Common Molecular Marker for Glioma: ATRX

ATRX is a chromatin remodeling protein belonging to the SWI/SNF family of chromatin remodeling proteins. ATRX protein undergoes cell cycle-dependent phosphorylation, regulating its binding to the nuclear matrix and chromatin, indicating its involvement in interphase gene regulation and chromosome segregation during mitosis. Therefore, ATRX is crucial for maintaining genomic stability. Mutations in this gene are associated with X-linked mental retardation (XLMR) syndrome, often accompanied by alpha-thalassemia mental retardation syndrome (X-linked alpha thalassemia mental retardation syndrome), abbreviated as ATRX syndrome. ATRX gene mutations have been found in various malignant tumors, including gliomas, pancreatic neuroendocrine tumors, and osteosarcomas, with more applications in gliomas.

In 2011, Heaphy et al. discovered ATRX gene mutations in central nervous system tumors. Subsequent studies confirmed that ATRX gene mutations mainly occur in diffuse astrocytomas. In the 2014 consensus of the International Society of Neuropathology, ATRX gene mutation/loss was identified as a characteristic molecular marker for diffuse astrocytomas. The 2016 WHO revision of central nervous system tumors proposed that most diffuse and anaplastic astrocytomas with IDH mutations often have concurrent ATRX and P53 gene mutations. China’s 2018 edition of glioma diagnosis and treatment guidelines listed ATRX immunohistochemistry as helpful for the diagnostic classification of IDH-mutant gliomas.

• In gliomas, the proportion of IDH-mutant diffuse gliomas with ATRX loss is as high as over 90%. 55%-85% of grade II and III astrocytomas exhibit ATRX loss, while ATRX loss is rare in primary glioblastomas and oligodendrogliomas. ATRX can serve as a specific molecular marker for astrocytomas (IDH-mutant type).

• In grade II/III gliomas, ATRX loss is often accompanied by IDH1/2 mutations. ATRX loss is significantly correlated with TP53 mutation and/or p53 overexpression and is mutually exclusive with 1p/19q co-deletion. Therefore, ATRX can be used as an auxiliary tool for IDH mutation status, 1p/19q co-deletion, and histological diagnosis to differentiate and clarify tumor types.

• The prognosis of astrocytic tumor patients with ATRX loss is significantly better than that of IDH-mutant astrocytic tumor patients expressing ATRX (Figure 1).

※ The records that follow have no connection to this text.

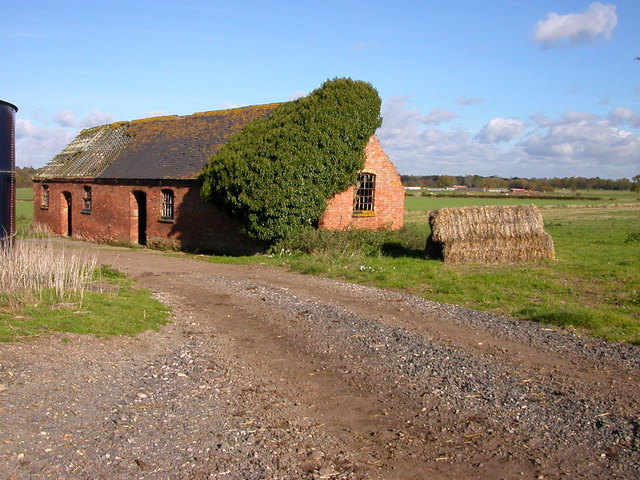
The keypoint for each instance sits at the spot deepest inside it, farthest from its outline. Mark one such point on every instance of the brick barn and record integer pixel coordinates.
(137, 183)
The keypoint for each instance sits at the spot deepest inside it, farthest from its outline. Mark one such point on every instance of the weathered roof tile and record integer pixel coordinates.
(171, 147)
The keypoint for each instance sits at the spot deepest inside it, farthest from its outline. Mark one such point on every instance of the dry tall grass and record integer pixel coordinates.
(34, 270)
(489, 234)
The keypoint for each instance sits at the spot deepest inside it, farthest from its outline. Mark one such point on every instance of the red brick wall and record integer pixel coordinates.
(198, 224)
(388, 197)
(114, 217)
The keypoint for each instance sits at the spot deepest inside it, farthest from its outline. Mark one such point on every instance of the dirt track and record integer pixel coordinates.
(266, 374)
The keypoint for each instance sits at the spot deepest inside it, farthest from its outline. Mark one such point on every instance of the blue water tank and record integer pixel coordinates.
(7, 171)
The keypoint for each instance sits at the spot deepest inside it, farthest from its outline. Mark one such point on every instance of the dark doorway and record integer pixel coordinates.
(141, 207)
(67, 224)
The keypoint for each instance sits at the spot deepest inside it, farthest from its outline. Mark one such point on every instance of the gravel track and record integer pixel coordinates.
(266, 374)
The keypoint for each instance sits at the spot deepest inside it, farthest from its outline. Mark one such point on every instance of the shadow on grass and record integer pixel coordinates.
(397, 250)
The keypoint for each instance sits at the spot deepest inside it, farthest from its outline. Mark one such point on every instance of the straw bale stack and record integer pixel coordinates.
(489, 234)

Figure 1 ATRX Expression Level and Survival Analysis

ATRX protein expression in adult gliomas is either lost or retained in an opposing manner, with few “indeterminate” categories. ATRX protein expression is completely correlated with ATRX gene mutations and is significantly associated with histological subtypes and alterations in other key biomolecules known to occur in diffuse gliomas (IDH and TP53 mutations and 1p/19q co-deletion). Therefore, immunohistochemical analysis of ATRX protein expression can serve as a surrogate method for assessing ATRX gene mutations, with a high concordance rate.

References:

[1] Ikemura M , Shibahara J , Mukasa A , et al. Utility of ATRX immunohistochemistry in diagnosis of adult diffuse gliomas. Histopathology[J]. 2016, 69(2):260-267

[2] Wiestler B, Capper D, Holland-Letz T，et al. ATRX loss refines the classification of anaplastic gliomas and identifies a subgroup of IDH mutant astrocytic tumors with better prognosis. Acta Neuropathol[J]. 2013 Sep;126(3):443-451. doi: 10.1007/s00401-013-1156-z.

[3] Overview of the 2016 WHO Classification of Tumours of the Central Nervous System, 4th Edition Revised, and Introduction to the Glioma Section. Chinese Journal of Pathology[J], 2016, 045(011):745-747.

[4] Piao Yueshan, Zhang Liyan, et al. Application of ATRX in Glioma Diagnosis and Patient Prognosis Assessment [J]. Chinese Journal of Pathology, 2017, 46(10):690-694.

[5] Ebrahimi A , Skardelly M , Bonzheim I , et al. ATRX immunostaining predicts IDH and H3F3A status in gliomas[J]. Acta Neuropathologica Communications, 2016, 4(1):1-10.